Dans tous les cas, il s’agit de proposer aux étudiants de chacune des filières concernées une formation spécifique ayant pour objectif final l’acquisition d’outils linguistiques leur permettant de réussir leur première année universitaire. Nous avons commencé par une méthode pour la première année universitaire afin de doter, en moins de 100 h, les étudiants d’outils linguistiques leur permettant de réussir leurs examens.

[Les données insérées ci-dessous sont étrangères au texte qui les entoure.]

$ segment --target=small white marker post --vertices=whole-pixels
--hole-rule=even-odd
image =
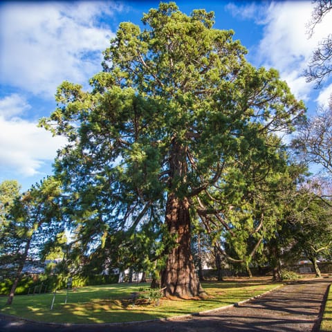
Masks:
[[[50,305],[50,310],[53,310],[53,305],[54,305],[54,301],[55,299],[55,293],[57,293],[57,290],[55,289],[55,290],[53,293],[53,298],[52,299],[52,304]]]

Il s’agit d’une sorte de "trousse de secours". Pour médecine, nous avons pu poursuivre par une méthode pour la deuxième année universitaire permettant aux étudiants d’acquérir toutes les compétences en langue française afin qu’ils réussissent la suite de leurs études.

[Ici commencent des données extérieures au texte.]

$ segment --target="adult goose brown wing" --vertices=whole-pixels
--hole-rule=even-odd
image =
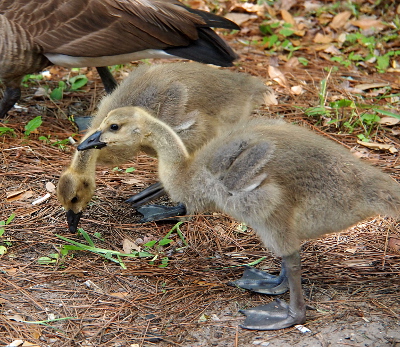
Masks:
[[[210,27],[238,29],[177,0],[3,0],[0,3],[0,79],[6,86],[0,118],[20,97],[23,76],[56,64],[120,64],[181,57],[221,66],[237,55]],[[115,81],[100,68],[106,90]]]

Problèmes didactiques posés et réponses apportées

Ces demandes pressantes n’ont pas été sans poser de sérieux problèmes didactiques.

Quelle méthode utiliser ?

Étant donné le niveau des étudiants en langue française (1200 h de français dans le meilleur des cas) et l’empreinte réelle qu’ils en ont de part leur environnement médiatique en français (presse et télévision par satellite), le français à enseigner ne pouvait pas être du FLE. Aucune méthode de français langue étrangère n’est en effet à même de résoudre le problème posé. D’autre part, toutes les méthodes à visée professionnelle créées ces dernières années (le français des affaires, le français de l’hôtellerie, etc.) ne peuvent apporter une quelconque aide. En effet, elles sont axées sur les savoir-faire communicatifs de la profession et non pas sur les compétences en français nécessaires à la maîtrise d’un domaine de spécialité.

C’est pourquoi, il nous est apparu très vite la nécessité d’élaborer de nouvelles méthodes adaptées à chaque public visé, soit une par domaine de spécialité.

Alors que les méthodes commercialisées ont pour objectif la maîtrise de la langue en tant que telle et l’apprentissage de la langue spécifique à un domaine particulier (structures grammaticales privilégiées, lexique spécifique, etc.), nos méthodes ont pour objectif la réussite de l’apprenant dans un domaine où la langue française est la langue d’apprentissage ou de communication (langue-outil). En effet, nous visons, par exemple, à assurer aux étudiants une meilleure maîtrise de la langue française pour suivre de façon efficace leurs études dispensées dans cette langue.

Ces méthodes ne peuvent pas être commercialisées comme les méthodes de FLE et ne peuvent être proposées que comme expérience ou étude de cas. De plus, pour un même groupe d’étudiants, elles doivent être adaptées d’une année à l’autre ; elles se veulent évolutives.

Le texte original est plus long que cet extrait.